Elbette, göl gezileri sırasında, ekip 26 Haziran Perşembe günü Current Biology dergisinde yayınlanan araştırmaya göre, bir insanın yapabileceğinden 500 kat daha fazla arsenik maruziyetine dayanabilecek mikroskobik solucanlar buldu.
"Mono Gölü hayvanlar açısından sınırlı bir ekosistem olmasıyla ünlüdür ... bu yüzden orada yaşayan bir grup nematod türünün yanı sıra karides ve sinekler olduğunu göstermeyi başardılar. tüm ekosistem önemli ölçüde, "Yeni Zelanda'daki GNS Science'da çalışmaya katılmayan bir mikrobiyolog olan Lucy Stewart, The Scientist'e verdiği demeçte.
Araştırmacılar, 2016 ve 2017 yazlarında Mono Gölü'nü ziyaret ederek, su kütlesi etrafındaki kuru yamalardan toprak örneklerini, gelgit bölgesinde ve gölün içinde topladılar. (Tuzlu, alkali suya sınırlı maruz kalma insanlar için güvenlidir, New York'taki Rockefeller Üniversitesi'nde doktora sonrası araştırmacı olan James Lee, The Scientist'e şunları söyledi:) Ekip, çeşitli ağız şekillerine sahip sekiz nematod ortaya çıkardı. Her solucandaki farklı ağız, yaratığın tercih edilen diyetini mırıldamasına izin verebilir. Bazı nematodlar inekler gibi mikroplarda otlanırken, diğerleri hayvanlarda avlanır. Diğer solucanlar, seçtikleri konakçıdan parazitler ve sızıntılı besinlerdir.
Araştırma ekibi evrimsel bir gruptan bir solucan türü üretti. Auanema ve üniversitenin açıklamasına göre yaratıkların üç farklı cinsiyet sergilediğini ve vücutlarında gelişmekte olan yavruları taşıdıklarını buldu. Solucanın genetik koduna bakıldığında, dbt-1 adlı bir gende proteinleri oluşturan amino asitleri parçalamaya yardımcı olan bir mutasyon ortaya çıktı. Yazarlar bu genetik ayarın hayvanın şaşırtıcı arsenik toleransından kısmen sorumlu olabileceğini öne sürdüler.
Diğer Auanema Bilim adamları, türler de mutasyonu taşıyor ve bir miktar arsenik direnci gösteriyor olsa da, sekiz Mono Gölü solucanı özellikle toksik ortamları için en uygun gibi görünüyor.

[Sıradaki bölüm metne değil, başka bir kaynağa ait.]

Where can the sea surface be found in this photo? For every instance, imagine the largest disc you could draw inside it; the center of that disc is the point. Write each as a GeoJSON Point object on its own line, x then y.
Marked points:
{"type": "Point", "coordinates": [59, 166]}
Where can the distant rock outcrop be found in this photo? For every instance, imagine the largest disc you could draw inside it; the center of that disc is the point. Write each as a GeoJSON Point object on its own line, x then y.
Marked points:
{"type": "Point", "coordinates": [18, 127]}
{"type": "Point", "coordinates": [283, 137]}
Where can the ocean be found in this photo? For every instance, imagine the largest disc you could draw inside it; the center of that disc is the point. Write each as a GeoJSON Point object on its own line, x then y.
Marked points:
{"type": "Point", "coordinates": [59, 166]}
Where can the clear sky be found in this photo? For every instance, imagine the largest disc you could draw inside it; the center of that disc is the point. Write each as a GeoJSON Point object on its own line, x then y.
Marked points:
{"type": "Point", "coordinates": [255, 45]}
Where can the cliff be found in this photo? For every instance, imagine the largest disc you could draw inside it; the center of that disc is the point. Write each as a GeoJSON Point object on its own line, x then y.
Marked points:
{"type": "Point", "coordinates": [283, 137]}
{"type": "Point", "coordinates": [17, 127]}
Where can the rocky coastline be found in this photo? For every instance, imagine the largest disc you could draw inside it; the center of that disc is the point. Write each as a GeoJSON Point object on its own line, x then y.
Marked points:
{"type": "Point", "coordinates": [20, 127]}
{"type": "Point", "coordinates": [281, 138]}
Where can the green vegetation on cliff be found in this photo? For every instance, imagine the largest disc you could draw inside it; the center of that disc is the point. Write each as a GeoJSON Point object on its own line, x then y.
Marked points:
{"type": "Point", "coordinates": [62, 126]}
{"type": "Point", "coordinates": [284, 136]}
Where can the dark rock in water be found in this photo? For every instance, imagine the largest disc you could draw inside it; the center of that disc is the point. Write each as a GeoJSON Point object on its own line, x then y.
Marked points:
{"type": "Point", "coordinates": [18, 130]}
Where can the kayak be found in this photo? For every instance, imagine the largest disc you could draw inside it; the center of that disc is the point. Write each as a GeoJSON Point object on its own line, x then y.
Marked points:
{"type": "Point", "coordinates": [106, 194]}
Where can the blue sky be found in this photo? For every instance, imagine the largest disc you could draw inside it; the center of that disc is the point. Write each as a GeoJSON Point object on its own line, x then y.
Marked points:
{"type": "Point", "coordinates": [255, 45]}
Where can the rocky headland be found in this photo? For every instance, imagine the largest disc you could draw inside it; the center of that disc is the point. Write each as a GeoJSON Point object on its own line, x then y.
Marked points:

Caltech'te lisansüstü öğrencisi olan çalışma arkadaşı yazar Pei-Yin Shih, "Çalışmamız, bu 1000 hücreli hayvanların aşırı ortamlarda nasıl hayatta kalmayı başardığını öğrenmek için hala çok şeyimiz olduğunu gösteriyor." Dedi. Bu tuhaf solucanlar hakkında daha fazla bilgi edinmek, bilim insanlarının arsenikle kirlenmiş içme suyundan nasıl daha iyi korunacaklarını anlamalarına yardımcı olabilir, diye ekledi yazarlar ve genellikle zorlu ortamlarda yaşamın nasıl devam ettiğine dair anlayışımıza katkıda bulunabilirler.